Believe it or not, even with an 82 game schedule, all NBA schedules are not equal. For instance, last year, the New Orleans Hornets had the most difficult schedule in the entire NBA. The single greatest contributing factor to that is being in the Southwest Division, the toughest division in the league. Everyone in the Southwest finished .500 or better, except the Hornets. With Dwight Howard coming to Houston, the division has become even tougher.
First, I want to break down how I see the Western Conference. There are three or four defined championship contenders. San Antonio, OKC, LAC, and Houston. I personally trust Houston more than I do the Clippers, but that has a lot to do with age. Beyond those four I think nearly everyone concedes that Memphis and Golden State should be near locks for the playoffs. On the other end of the spectrum; Phoenix, Sacramento, and Utah are considered the worst teams right now in the Western Conference by most. Then you have those battling for the final two playoff spots. The Pelicans, Nuggets, Lakers, Mavericks, Blazers, and Timberwolves. I do not honestly expect Portland and Minnesota to be competing as the season comes to a close.

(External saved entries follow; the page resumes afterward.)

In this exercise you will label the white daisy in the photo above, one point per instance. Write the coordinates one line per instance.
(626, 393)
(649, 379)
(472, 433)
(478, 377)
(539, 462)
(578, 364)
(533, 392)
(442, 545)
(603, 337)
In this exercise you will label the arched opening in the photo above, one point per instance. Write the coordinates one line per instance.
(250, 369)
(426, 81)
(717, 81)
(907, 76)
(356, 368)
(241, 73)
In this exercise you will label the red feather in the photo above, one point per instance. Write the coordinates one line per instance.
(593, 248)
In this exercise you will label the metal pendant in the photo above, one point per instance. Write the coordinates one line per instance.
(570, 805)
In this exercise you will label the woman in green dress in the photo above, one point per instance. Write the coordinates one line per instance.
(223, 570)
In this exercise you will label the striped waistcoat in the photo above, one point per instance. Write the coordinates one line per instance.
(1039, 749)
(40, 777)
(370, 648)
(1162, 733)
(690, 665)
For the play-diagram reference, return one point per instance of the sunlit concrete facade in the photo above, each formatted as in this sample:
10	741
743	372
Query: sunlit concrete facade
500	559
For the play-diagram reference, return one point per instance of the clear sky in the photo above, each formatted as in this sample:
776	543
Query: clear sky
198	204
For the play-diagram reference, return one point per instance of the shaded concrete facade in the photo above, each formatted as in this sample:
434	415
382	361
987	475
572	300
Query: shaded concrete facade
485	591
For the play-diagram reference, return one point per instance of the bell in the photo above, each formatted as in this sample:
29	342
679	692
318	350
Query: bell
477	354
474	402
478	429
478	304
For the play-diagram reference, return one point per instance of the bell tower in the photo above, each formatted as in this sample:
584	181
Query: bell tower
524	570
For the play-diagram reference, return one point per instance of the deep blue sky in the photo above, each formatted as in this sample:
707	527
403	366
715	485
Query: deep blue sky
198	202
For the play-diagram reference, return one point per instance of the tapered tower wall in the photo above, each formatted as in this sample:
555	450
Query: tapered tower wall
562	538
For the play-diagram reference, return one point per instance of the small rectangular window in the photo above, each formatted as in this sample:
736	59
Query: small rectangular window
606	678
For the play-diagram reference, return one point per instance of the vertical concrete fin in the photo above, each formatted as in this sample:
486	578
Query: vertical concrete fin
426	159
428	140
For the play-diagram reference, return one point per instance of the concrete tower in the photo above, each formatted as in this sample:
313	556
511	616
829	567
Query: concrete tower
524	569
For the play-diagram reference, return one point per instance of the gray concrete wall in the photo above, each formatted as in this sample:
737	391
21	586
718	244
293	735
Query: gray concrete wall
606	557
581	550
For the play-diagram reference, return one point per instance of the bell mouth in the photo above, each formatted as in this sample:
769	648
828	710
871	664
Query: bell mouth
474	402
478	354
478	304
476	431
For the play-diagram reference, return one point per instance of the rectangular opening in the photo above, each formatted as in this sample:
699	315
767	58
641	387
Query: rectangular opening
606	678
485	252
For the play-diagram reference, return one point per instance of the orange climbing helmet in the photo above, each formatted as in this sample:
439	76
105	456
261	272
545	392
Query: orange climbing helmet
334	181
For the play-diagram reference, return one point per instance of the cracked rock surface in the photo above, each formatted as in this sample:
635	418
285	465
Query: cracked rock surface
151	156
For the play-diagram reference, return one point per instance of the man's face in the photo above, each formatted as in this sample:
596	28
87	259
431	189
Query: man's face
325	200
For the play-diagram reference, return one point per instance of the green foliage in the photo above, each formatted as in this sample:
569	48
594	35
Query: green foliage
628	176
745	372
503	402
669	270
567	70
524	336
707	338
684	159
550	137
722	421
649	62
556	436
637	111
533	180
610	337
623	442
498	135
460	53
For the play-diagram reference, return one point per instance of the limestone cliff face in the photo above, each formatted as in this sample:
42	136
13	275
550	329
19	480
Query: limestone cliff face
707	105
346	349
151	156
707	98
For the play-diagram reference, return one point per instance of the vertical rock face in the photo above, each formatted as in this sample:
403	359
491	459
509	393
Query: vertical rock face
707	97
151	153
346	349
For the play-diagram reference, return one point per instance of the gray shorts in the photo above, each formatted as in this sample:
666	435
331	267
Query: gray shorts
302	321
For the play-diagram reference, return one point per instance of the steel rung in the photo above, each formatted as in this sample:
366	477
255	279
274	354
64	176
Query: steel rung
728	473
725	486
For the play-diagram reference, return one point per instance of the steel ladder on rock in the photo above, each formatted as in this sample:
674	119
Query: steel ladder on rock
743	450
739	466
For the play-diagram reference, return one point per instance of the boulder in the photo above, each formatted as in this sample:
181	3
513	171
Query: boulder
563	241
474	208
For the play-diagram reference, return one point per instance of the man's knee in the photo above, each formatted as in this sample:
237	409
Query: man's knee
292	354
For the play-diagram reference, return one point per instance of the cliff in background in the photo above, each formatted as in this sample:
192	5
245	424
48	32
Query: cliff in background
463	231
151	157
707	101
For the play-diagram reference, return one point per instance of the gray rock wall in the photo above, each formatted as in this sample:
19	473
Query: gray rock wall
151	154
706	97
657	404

As Michael McNamara outlined here, there is some flexibility in the schedule for our other Western Conference foes. While the Pelicans will play every division team four total times, they will play six Western Conference teams four times and four Western Conference teams three times. Two of those will be in New Orleans twice, two of those will be on the road twice. You can see the entire schedule here.
Thankfully the league found it in their hearts to give New Orleans all of the lower tiered teams (Utah, Phoenix, Sacramento) four times. Further, of the three times New Orleans plays the Lakers, two of those occasions will be in November. Likely before Kobe comes back from the ruptured Achilles he suffered in April. Also, the Pelicans will only need to travel to Golden State once. While the Warriors were an impressive 28-13 at home, they were also only 19-22 on the road. Finally, each trip to Denver comes with at least one rest day previous and each game begins a road trip. This will allow the Pelicans to fly out the day prior to the game to get more acclimated to the altitude.
The biggest bonus in my opinion is how the season begins. In the first 15 games the Pelicans will see Utah, Phoenix, Philadelphia, and the Lakers twice. The first meeting with the Lakers will be in New Orleans and LA will be coming from the front half of a back-to-back against Houston (on TNT). Also in the opening stretch the Pelicans will see Orlando, Charlotte, and Cleveland. The toughest games to begin the season will be against Indiana, @ Memphis (back of back-to-back), and @ San Antonio. A start of 10-5 is not beyond the realm of possibility. That is just the kind of confidence this team needs to get things started on the right foot.
The schedule appears easier than last year's schedule. It also is easiest out of the gate (when the rotation/roles need to be established) and in March (while we all recover from Mardi Gras). Speaking of Mardi Gras, on Mardi Gras Day if you survive, the Pelicans will be playing the Lakers at 9:30pm in Los Angeles. Also, instead of an Ash Wednesday game the city gets a couple days to recuperate before the Pelicans play again on Friday the 7th against Milwaukee.
The Pelicans ultimately need to outperform the Lakers, Mavs, Blazers and Timberwolves while competing with Denver. Snatching the upset on occasion will be greatly appreciated as well. But this schedule is much easier than what it could have been, especially if New Orleans would have only faced Phoenix, Utah, or Sacramento only three times. Training camp is only a couple months away.